It was amazing how lightly these conquerers of Europe and Asia wore their military experience, almost as if their time spent flying airplanes, driving tanks, or slogging through the jungles of Asia or the hedgerows in bocage country in France was a twice told tale, a happenstance of history that barely scraped the surface of their lives. One almost got the impression that these killers of Nazis and Japanese fanatics had to have been someone else, not these mild mannered suburban dads who quietly and without much fuss went about the business of building an America that their children would be happy in.

Joe made his living in the army jumping out of airplanes, an incongruity when one looks at pictures of him later in life and compare it to that picture taken on his wedding day. He was known as “Jumpin’ Joe” at the large corporation where he spent 35 years working to support his large family. And while he never spoke about his military experiences (to this day, I have no idea if he ever fired a shot in anger) the air of authority he exuded was noticed by all. Neighborhood children, while not fearful, were automatically on their best behavior around him – almost as if his presence demanded their attention and respect. When he walked into a roomful of playmates, a hush would descend on the group, a silent tribute to his confident bearing and what the French call a roulement de commande – a commanding presence.

It was this presence that probably represents the greatest gift the military gave him. Millions of young men who grew up in the depression had learned self-reliance. But it was the army that gave the farmer’s son from Minnesota or the mechanics boy from New York city the opportunity to command hundreds, sometimes thousands of men in life and death circumstances. Compared to the Philippines where he had been sent to fight, Joe must have thought being a corporate manager was a piece of cake.

It is also more than likely that the military instilled in him a sense of duty and honor above and beyond what his Irish parents and the Roman Catholic faith had taught him.
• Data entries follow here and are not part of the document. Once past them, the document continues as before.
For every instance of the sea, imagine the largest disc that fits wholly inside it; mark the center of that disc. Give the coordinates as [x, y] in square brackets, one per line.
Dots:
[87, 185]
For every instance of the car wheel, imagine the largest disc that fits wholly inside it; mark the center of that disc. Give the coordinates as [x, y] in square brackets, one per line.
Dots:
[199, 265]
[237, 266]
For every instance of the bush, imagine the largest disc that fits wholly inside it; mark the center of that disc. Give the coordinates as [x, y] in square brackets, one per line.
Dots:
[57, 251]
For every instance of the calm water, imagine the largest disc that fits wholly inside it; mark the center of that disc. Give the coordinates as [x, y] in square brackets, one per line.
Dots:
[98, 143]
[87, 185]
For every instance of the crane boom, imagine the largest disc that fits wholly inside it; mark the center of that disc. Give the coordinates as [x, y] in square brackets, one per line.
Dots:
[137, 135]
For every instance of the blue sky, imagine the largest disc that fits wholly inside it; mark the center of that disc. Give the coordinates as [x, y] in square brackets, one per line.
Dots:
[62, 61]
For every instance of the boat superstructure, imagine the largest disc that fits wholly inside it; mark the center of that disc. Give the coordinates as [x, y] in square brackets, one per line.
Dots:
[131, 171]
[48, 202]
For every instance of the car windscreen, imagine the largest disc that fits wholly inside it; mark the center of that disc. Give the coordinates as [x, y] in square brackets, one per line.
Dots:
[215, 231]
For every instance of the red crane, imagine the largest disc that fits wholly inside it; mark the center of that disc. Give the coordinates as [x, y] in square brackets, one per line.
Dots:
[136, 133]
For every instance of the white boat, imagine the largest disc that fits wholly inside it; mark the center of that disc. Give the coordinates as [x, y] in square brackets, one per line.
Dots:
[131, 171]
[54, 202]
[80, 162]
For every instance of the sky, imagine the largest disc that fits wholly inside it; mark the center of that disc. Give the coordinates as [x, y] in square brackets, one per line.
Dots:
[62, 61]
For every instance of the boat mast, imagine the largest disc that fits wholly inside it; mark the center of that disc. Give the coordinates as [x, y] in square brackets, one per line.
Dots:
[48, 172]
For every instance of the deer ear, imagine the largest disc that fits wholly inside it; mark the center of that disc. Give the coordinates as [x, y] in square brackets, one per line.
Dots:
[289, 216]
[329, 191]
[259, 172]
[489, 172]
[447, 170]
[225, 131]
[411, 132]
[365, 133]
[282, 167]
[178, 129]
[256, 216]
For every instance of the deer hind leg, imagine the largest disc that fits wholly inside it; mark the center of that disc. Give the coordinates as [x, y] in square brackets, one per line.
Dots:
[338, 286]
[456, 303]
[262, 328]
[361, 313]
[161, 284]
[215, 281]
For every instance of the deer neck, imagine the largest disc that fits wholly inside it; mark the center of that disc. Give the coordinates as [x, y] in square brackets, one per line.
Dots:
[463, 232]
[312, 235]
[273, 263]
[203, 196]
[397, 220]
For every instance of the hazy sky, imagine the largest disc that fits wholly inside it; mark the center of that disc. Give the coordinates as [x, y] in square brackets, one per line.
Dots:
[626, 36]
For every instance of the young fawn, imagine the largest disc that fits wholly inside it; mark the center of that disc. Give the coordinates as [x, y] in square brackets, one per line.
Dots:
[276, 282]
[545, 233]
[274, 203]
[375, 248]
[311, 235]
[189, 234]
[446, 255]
The duty he had to his family was proven when, despite being accepted at one of the most prestigious writing schools in the country – the Medill School of Journalism at Northwestern University – he gave up a career in writing to get a job in the corporate world to support his growing family. Sacrifice is the essence of service whether it be to the army, to the country, or to one’s own family and both Joe and Margie Lou would sacrifice much in order to give their children a life free from want or cares.

But this Veterans Day as all ten of Joe and Margie Lou’s creations gather to remember them and laughingly reminisce about growing up in such a large, loud, and wickedly sharp family, I find my thoughts turning to honor. What makes a person honorable?

Surely it is devotion to those you love. And fealty to a set of principals that one follows even at the cost to one’s own comfort and ease. But it must also be the act of taking part selflessly in something larger than oneself, something bigger than the tiny corner of the world most of us inhabit.

I never served in the military. In my youth, such notions were considered “uncool.” Joe and Margie Lou, old fashioned liberals that they were, opposed the Viet Nam war and spent a good number of years worrying about the possibility that one of their precious creations would be drafted to serve in a conflict that both saw as a civil war and an immoral commitment by the United States to prop up a ruthless dictator. But during all those years when they were sweating out changes in the draft laws and the potential yanking of deferments for college students, I never once heard my father speak with bitterness about the military. He railed quite a bit against the stupidity of officers and the waste of men and material he had witnessed, but he never said a word to me that would have led me to believe that he thought the military was an evil institution.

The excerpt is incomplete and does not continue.